Without seeing a closeup of your mike, my B & S model 200 has a 1-5 vernier scale.  The barrel divisions are .0005" and the vernier further defines to .0001" so a vernier reading of 4 would be either .0004" or .0009" depending on whether you were past a whole or half thousandth division.

Bob


----------



## mikey (Aug 17, 2015)

RJSakowski said:


> Without seeing a closeup of your mike, my B & S model 200 has a 1-5 vernier scale.  The barrel divisions are .0005" and the vernier further defines to .0001" so a vernier reading of 4 would be either .0004" or .0009" depending on whether you were past a whole or half thousandth division.
> 
> Bob



Etalon mics are exactly like Bob states.


----------



## bleonard (Aug 17, 2015)

Etalon mics  I love those Horses
Bob


----------



## markba633csi (Aug 17, 2015)

Thanks guys, it is as Chipper and Bob described- I had not realized the marks in between 0.001 were used for that purpose- learn something new every day... I just read that the plastic (bakelite)? side panels are for isolating the mic body from the heat of your hands- very cool.  The cosmetics on this one are not perfect, but for 30.00 I can't complain too much- I could have paid much more for a mint condition one but I doubt it would function any better.
Mark S.


----------



## markba633csi (Aug 17, 2015)

JimDawson said:


> Never seen one like that, can you post a picture?


Sure Jim- here it is: 
Mark S.


----------



## JimDawson (Aug 17, 2015)

That's cool, thanks.  That's reading 0.0636.  Took me a second to figure that one out.  The 1/2 thou marks are a little confusing at first glance.


----------



## markba633csi (Aug 17, 2015)

I know, it's going to take me a while to get used to it,  especially since I also have an old Lufkin which has the 10 digit vernier like a Starrett.  Keeps the brain percolating!

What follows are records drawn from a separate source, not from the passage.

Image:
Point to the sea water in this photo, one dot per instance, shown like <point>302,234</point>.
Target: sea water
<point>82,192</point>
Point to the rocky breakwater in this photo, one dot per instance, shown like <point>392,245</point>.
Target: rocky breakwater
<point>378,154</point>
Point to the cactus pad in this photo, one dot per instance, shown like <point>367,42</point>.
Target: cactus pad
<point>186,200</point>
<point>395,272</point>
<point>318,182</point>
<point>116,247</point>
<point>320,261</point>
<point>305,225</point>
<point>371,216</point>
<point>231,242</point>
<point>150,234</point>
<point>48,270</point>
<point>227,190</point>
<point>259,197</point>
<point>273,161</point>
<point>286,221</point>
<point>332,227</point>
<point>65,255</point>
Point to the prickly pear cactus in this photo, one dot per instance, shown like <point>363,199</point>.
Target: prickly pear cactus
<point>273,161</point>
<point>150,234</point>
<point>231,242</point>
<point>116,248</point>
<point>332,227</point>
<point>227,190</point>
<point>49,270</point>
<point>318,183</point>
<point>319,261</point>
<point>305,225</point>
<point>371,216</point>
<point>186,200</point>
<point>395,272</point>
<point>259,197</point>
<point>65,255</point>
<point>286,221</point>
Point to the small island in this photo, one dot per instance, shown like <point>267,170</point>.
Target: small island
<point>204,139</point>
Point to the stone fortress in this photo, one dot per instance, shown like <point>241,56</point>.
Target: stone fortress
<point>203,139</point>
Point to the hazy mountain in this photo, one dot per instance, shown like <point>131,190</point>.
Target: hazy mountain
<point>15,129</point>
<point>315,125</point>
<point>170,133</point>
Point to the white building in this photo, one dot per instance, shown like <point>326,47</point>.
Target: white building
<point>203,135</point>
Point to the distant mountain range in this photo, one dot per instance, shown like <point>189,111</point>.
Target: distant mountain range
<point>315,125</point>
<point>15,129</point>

LOL
Mark


----------



## Andre (Aug 17, 2015)

I have a feeling if you have a normal tenths micrometer, things are going to get confusing!


----------



## Inflight (Aug 17, 2015)

Bob got it correct.

Etalon has a nice PDF showing their full line of micrometers and the resolution and how to read the vernier located here:  http://swissinstruments.com/downloads/metrology_external_micrometers.pdf


Matt


----------



## EmilioG (Feb 15, 2016)

The new Etalon 260 series outside mics have very confusing hash marks on the barrels.
I prefer my older model 260 series. Much easier to read.  These are the best mics made.


----------